There is a separate part of it studying specifically human behaviour and mind.
However, there is absolutely no any definition of how exactly human behaviour and mind different from non-human ones and how to separate one from another.
So, psychology can't even give an answer to the very basic question that obviously should precede any further study - is some person mind and behaviour human or non-human?
Psychology could have been very useful instrument to detect those with non-human behaviour and mind among us with scientific precision, but it was purposedly turned into pseudoscience bullshit to not even allow that question.
How many times was Alexandria burned down / destroyed?
Why was the wayback machine hacked and then DDOSed...

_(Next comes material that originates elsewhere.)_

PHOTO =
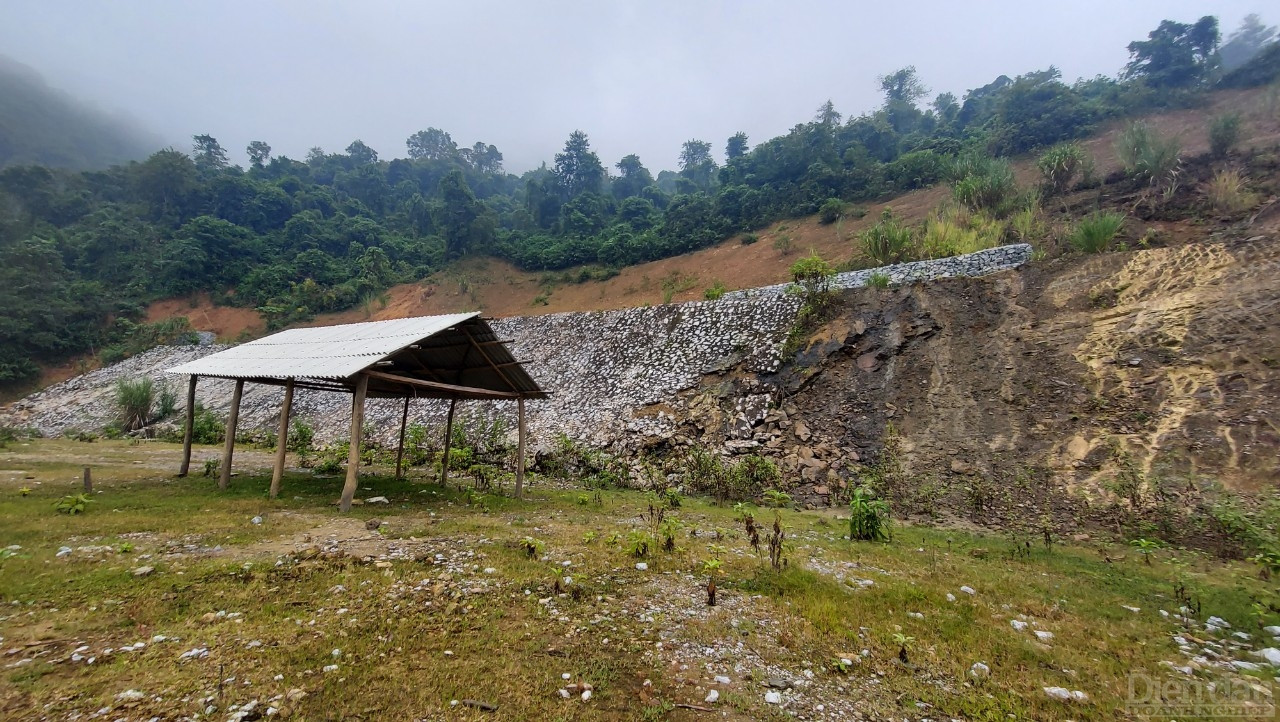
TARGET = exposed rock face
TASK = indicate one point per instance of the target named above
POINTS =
(1166, 360)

Do we? If we forgot how would we know? (Atlantis, Akashic Records, Rosetta Stone, Emerald Tablets)
100% agree.
Esoteric vs Exoteric
Let's look at Mathematics as an example of this.
Basic Arithmetic ( 1 + 1 = 2) is Exoteric
Calculus and advanced Geometry = Esoteric
I digress...
Psychology was neutered heavily, and doesn't analyze the deeper more spiritual aspects of our humanity.
How can one know what the software of the computer looks like by looking at only the BIOS, or worse observing the computer hardware only. The computer hardware can't show one what software is currently running and how it looks as an interface on a screen, monitor or terminal.
IMO Pyschology has become what is the Windows operating system of that practice, without acknowledging Linux, Router OS, MacOS (BSD) or Cisco OS. Studying the WIndows operating system is fine, but Windows doesn't run the internet or smart phones. Therefore its a very narrowed field, that doesn't look at the whole picture of the psych. (sorry for shitty analogy)
Exactly, that's why a materialist approach to psychology doesn't work. You can't appeal to nature (hardware) to show you what the software (mind, soul) is. This is most evident in the field of ethics - looking at nature can't tell you what's right or wrong - it just is. Only a evaluation by a mind that has conception of morality can do that and concepts are not found in the material world or subject to empirical observation.
The bias of the observer is also important. How I perceive something will be differently than how you perceive something.